Langkah-Langkah Praktis yang Mengubah Hidup Nina
Perjalanan Nina tidak terjadi dalam semalam. Ia tahu bahwa mengubah cara ia melihat dirinya sendiri membutuhkan waktu dan upaya. Berikut adalah langkah-langkah yang ia ambil untuk membangun identitas yang lebih utuh:
Menciptakan Waktu Khusus untuk Diri Sendiri
Nina mulai menetapkan batasan. Setiap malam Minggu, ia meluangkan waktu untuk melukis atau membaca buku favoritnya. Ia juga mematikan notifikasi pekerjaan di malam hari, sesuatu yang awalnya sulit, tetapi sangat membantunya merasa lebih tenang.Bergabung dengan Komunitas Baru
Ia bergabung dengan kelompok seni di kotanya.

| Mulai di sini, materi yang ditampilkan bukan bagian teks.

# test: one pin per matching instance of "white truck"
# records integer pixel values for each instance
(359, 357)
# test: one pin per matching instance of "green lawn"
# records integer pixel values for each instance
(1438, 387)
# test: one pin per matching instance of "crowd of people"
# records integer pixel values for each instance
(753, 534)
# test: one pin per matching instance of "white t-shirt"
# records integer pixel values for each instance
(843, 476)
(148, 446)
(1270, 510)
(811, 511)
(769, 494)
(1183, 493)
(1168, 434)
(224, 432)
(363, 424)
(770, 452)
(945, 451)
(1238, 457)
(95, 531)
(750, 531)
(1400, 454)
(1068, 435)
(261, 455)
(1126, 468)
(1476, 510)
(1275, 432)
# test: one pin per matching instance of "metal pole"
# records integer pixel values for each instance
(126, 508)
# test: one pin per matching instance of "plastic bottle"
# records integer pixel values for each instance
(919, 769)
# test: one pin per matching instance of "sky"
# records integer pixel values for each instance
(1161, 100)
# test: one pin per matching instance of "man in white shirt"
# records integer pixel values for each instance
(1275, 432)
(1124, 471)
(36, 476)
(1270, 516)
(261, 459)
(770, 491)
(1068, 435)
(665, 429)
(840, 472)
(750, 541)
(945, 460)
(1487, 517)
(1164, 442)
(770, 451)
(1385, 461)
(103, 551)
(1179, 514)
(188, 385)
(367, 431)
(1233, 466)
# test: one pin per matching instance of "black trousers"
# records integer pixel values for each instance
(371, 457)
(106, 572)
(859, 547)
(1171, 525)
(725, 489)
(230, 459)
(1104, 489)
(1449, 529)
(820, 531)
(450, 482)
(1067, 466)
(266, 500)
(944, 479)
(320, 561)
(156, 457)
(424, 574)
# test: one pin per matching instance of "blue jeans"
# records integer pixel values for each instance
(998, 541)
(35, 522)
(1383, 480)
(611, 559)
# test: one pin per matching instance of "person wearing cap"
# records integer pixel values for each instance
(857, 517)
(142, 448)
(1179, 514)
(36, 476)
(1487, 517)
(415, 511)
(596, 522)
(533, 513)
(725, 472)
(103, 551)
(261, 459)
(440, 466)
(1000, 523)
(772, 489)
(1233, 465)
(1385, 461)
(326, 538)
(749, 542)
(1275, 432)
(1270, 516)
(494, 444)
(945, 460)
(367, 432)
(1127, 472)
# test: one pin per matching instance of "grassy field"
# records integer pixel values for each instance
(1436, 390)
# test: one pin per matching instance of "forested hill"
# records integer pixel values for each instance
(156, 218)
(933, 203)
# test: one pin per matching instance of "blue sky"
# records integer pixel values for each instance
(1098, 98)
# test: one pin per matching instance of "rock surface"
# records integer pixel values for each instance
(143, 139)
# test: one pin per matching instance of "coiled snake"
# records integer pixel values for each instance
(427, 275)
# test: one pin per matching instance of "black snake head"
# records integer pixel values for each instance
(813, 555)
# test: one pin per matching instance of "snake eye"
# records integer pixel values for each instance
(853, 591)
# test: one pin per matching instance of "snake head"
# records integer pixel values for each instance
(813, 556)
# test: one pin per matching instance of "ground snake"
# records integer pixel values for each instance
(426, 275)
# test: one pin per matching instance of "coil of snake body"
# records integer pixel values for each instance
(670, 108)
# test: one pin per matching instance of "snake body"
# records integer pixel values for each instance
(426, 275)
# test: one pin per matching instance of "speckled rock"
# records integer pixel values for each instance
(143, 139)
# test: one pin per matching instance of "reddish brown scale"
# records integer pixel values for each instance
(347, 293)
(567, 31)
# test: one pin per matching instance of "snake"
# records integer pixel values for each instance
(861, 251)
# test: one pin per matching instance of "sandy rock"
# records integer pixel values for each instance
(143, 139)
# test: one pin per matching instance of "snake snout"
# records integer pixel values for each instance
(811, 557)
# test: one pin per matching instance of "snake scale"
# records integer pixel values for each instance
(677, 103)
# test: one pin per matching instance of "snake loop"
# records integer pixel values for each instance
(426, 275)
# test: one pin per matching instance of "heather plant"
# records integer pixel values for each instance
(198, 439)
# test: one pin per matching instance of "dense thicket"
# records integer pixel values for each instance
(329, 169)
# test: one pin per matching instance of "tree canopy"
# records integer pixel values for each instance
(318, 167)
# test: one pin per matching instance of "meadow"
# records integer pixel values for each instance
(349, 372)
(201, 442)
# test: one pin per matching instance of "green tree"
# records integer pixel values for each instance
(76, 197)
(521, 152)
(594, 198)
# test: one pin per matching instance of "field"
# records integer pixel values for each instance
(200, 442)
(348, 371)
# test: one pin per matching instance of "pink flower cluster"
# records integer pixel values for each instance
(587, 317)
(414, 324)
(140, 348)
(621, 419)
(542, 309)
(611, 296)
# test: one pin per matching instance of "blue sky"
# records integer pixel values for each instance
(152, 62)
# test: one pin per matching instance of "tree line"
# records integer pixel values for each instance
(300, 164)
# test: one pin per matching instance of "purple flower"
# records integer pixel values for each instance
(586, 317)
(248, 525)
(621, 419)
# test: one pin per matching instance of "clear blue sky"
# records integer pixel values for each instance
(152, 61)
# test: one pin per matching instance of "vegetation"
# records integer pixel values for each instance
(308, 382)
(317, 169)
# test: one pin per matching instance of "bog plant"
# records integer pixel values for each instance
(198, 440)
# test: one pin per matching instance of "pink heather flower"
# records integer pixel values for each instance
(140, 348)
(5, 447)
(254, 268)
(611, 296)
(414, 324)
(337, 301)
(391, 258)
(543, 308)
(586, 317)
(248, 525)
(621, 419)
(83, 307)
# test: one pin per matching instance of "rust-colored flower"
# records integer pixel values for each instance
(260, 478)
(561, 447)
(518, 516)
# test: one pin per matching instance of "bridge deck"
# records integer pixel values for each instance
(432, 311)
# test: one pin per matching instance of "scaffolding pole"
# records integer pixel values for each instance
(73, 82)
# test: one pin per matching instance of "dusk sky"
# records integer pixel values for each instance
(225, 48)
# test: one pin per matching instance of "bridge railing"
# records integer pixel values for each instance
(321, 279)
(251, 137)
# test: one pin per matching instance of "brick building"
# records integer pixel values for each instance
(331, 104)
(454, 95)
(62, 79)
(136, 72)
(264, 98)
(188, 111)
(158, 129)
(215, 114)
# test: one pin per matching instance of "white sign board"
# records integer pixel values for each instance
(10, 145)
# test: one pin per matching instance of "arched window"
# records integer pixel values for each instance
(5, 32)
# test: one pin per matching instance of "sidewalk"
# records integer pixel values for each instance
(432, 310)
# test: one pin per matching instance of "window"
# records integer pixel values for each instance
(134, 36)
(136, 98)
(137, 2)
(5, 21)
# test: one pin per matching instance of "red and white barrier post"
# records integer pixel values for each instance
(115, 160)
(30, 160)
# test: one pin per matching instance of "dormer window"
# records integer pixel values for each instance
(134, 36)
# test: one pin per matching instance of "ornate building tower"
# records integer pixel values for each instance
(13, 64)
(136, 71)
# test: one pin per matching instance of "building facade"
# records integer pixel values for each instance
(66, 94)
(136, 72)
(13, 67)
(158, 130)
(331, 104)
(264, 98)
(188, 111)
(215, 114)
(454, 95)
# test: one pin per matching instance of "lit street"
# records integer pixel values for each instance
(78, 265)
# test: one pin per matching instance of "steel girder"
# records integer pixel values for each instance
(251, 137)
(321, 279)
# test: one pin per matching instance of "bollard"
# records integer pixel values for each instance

Di sana, tidak ada yang peduli apa pekerjaan Nina. Yang penting adalah kreativitas dan kebersamaan.Mengubah Pola Pikir dalam Percakapan Sosial
Ketika bertemu orang baru, Nina berhenti bertanya, "Kamu kerja apa?" Sebagai gantinya, ia bertanya, "Apa yang kamu suka lakukan di waktu luang?" Pertanyaan ini membuka percakapan yang lebih menarik dan bermakna.Memulai dari Hal-Hal Kecil
Nina tidak mencoba mengubah hidupnya secara besar-besaran dalam semalam. Ia memulai dengan langkah kecil, seperti berjalan-jalan setiap pagi atau mencoba resep masakan baru.
Manfaat dari Identitas yang Lebih Utuh
Perubahan yang Nina lakukan membawa banyak manfaat. Ia merasa lebih kreatif, lebih kuat secara emosional, dan memiliki hubungan yang lebih bermakna dengan orang-orang di sekitarnya. Ia tidak lagi merasa terjebak oleh pekerjaannya. Sebaliknya, ia merasa bebas untuk mengeksplorasi berbagai sisi dirinya.
Yang lebih penting, Nina menyadari bahwa hidupnya tidak hanya tentang dirinya sendiri. Dengan menjadi sukarelawan dan bergabung dengan komunitas, ia merasa lebih terhubung dengan orang lain dan menjadi bagian dari sesuatu yang lebih besar.
Mengubah Narasi Budaya
Dalam perjalanan ini, Nina mulai berpikir tentang bagaimana masyarakat bisa mengubah cara kita memandang pekerjaan dan identitas. Ia percaya bahwa kita perlu mengganti pertanyaan seperti "Kamu kerja apa?" dengan "Apa yang membuatmu bahagia?" atau "Apa yang sedang kamu nikmati belakangan ini?"
Nina juga percaya bahwa penting untuk mengajarkan generasi muda bahwa nilai diri mereka tidak ditentukan oleh jabatan atau gaji. Ia mulai berbicara tentang hal ini di seminar dan menulis artikel yang menginspirasi orang lain untuk melihat diri mereka lebih dari sekadar pekerja.
Cerita Nina adalah pengingat bahwa kita tidak perlu mendefinisikan diri kita melalui pekerjaan saja. Pekerjaan memang penting, tetapi itu hanyalah satu bagian dari teka-teki besar yang membentuk siapa kita. Dengan membangun identitas yang lebih beragam, kita tidak hanya menjadi lebih kuat, tetapi juga lebih bahagia.
Jadi, jika suatu hari kamu merasa terjebak oleh pekerjaanmu, ingatlah cerita Nina. Kamu selalu punya pilihan untuk menemukan makna di tempat lain. Identitasmu jauh lebih besar daripada apa yang tertera di kartu nama.